Father of the Nation Bangabandhu Sheikh Mujibur Rahman demonstrated his farsightedness and boldness in adopting Bangladesh’s foreign policy that brightened the country’s image abroad.
Immediately after returning home on January 10 in 1972, Bangabandhu requested the then Indian prime minister Indira Gandhi to take back their troops from Bangladesh at the fastest possible time.“Responding to the request, the Indian government withdrew their soldiers from Bangladesh’s soil by March 12 in 1972 … such an incident was rare in the world and it had been possible for Bangabandhu’s bold and independent- minded leadership,” Prime Minister Sheikh Hasina told the Jatiya Sangsad earlier.
The prime minister said Bangabandhu signed the historic “Land Boundary Agreement (LBA)” with the then Indian premier Indira Gandhi on May 16 in 1974 to settle the 65-year-old land boundary dispute between the two next-door neighbours.
Bangladesh quickly ratified the agreement in that year but India failed to do so. Indian parliament, however, unanimously passed the LBA on May 7 in 2015, 41 years after its ratification by Bangladesh, ending the 65-year ordeal of the enclave people of both countries.
Bangabandhu enacted “The Territorial Waters and Maritime Zones Act” to establish Bangladesh’s sovereign rights in the sea. The law was framed in 1974 when there was no such a law in most of the countries in the world. Nearly eight years after the enactment of “The Territorial Waters and Maritime Zones Act” by Bangabandhu, the United Nations (UN) framed “The UN
Convention on the Law of Sea (UNCLOS)” in 1982.
Due to Bangabandhu’s strong diplomatic efforts, Bangladesh earned recognition of 116 important countries.

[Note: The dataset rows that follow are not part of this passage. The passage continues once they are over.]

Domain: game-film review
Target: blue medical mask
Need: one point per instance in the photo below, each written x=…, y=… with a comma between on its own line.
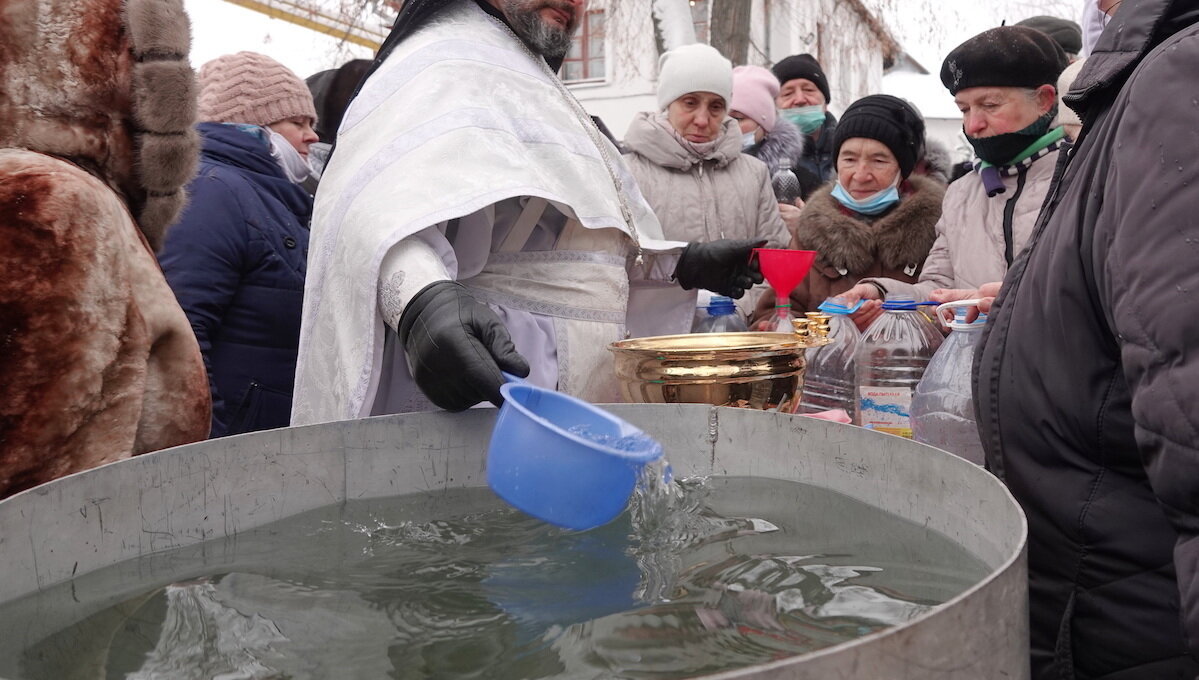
x=807, y=119
x=873, y=204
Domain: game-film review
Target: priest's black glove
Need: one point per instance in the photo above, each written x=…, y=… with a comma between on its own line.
x=457, y=347
x=721, y=266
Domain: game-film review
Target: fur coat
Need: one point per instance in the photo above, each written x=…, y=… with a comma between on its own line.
x=850, y=247
x=97, y=361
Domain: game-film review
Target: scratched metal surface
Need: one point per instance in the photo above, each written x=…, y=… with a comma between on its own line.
x=203, y=494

Besides, Bangladesh got the membership of the UN, the Commonwealth, the Organisation of Islamic Cooperation (OIC), the Non-Aligned Movement (NAM), the International Monetary Fund (IMF), the World Bank, the International Telecommunication Union (ITU), the World Health Organisation (WHO), the International Labour Organisation (ILO) and some other international bodies.The Asian Peace Conference was held in Dhaka on May 23 in 1973 under the auspices of World Peace Council where Bangabandhu was conferred “Joliot Curie Award”.
“Bangabandhu had set the cardinal principal of our foreign policy – friendship to all and malice towards none – and we are still observing and maintaining it,” foreign minister Dr A K Abdul Momen told journalists on Wednesday.

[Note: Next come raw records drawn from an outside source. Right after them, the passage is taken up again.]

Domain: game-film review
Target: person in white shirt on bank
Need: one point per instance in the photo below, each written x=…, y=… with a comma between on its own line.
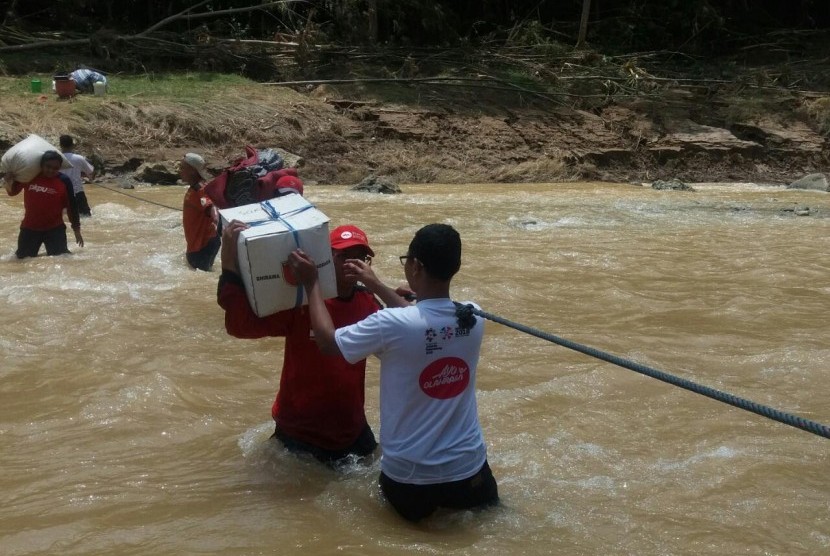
x=80, y=168
x=432, y=448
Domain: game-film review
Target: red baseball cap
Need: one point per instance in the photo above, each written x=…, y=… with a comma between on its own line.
x=289, y=184
x=343, y=237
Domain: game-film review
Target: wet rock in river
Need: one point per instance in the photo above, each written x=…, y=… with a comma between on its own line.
x=673, y=185
x=813, y=182
x=374, y=184
x=159, y=173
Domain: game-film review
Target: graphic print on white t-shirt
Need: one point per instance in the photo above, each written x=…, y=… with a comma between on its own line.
x=445, y=378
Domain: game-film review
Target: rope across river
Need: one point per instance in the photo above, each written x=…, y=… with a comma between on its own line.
x=135, y=196
x=748, y=405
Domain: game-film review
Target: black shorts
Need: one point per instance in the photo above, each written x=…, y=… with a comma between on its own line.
x=415, y=502
x=82, y=204
x=29, y=242
x=364, y=445
x=204, y=257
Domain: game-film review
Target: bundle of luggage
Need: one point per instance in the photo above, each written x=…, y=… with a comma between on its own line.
x=257, y=177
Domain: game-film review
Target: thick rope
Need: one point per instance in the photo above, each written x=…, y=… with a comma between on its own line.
x=748, y=405
x=134, y=196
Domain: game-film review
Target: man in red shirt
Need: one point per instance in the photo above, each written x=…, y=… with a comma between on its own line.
x=44, y=200
x=199, y=217
x=319, y=405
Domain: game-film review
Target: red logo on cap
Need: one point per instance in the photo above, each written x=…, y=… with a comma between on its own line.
x=446, y=378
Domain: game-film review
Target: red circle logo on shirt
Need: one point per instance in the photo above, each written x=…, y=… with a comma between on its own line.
x=445, y=378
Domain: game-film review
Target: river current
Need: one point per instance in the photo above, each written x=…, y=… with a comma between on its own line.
x=131, y=423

Noting that during Bangabandhu’s time the world was divided into two blocks — Western and Soviet — Momen said “after our independence, there was a natural global expectation by certain quarter that Bangabandhu will join the Soviet block for their strong support during our War of Liberation, but Bangabandhu did not join there (Soviet block) – rather he had joined the non- aligned platform”.
“Bangabandhu had adopted the non-aligned policy as he understood the reality of the world and need for Bangladesh,” Moment said adding that the main spirit of our ‘balancing foreign policy’ till date is inspired by the Bangabandhu’s diplomatic prudence.
As like Father of the Nation, he said, Bangabandhu had stabilized the country within only three and a half years by achieving recognition from around 130 counties. “It was not a simple job,” the foreign minister said.
Momen said Bangabandhu had showed his diplomatic acumen by attending NAM and OIC conferences in where he presented Bangladesh as a sovereign and independent country with a vision of peace across the globe.
“Bangabandhu had dreamt of building Bangladesh as like a peaceful non- aligned country of Switzerland … we have still been following his diplomatic dictates and we are proud of it,” Momen said.
The foreign minister also recalled Bangbandhu’s high astute in negotiation with India on different issues including land boundary, water sharing and friendship treaty.
He said the present government has given emphasis on economic diplomacy and it was also derived by Bangabandhu’s foreign policy and “currently, we are following the same thing (Bangabandhu’s economic diplomacy) we are following what he wanted to do.”
Whenever he addressed the international forums like the UN, NAM, Commonwealth or the OIC, the Father of the Nation declared in strong voice his non-aligned foreign policy.
Bangabandhu delivered his historic speech in Bangla at the UN General Assembly in New York on September 25 in 1974 where he highlighted the main characteristics of his foreign policy. He had said that from the beginning Bangladesh undertook the non-aligned foreign policy on the basis of a policy - “maintaining peaceful coexistence and friendship with all”.
Bangabandhu in his speech said: “Only the peaceful environment could make us able to enjoy the fruits of the hard-earned national independence and gather our all strength and resources to fight poverty, hunger, disease, illiteracy and unemployment. From this concept, our commitment towards peace was born.”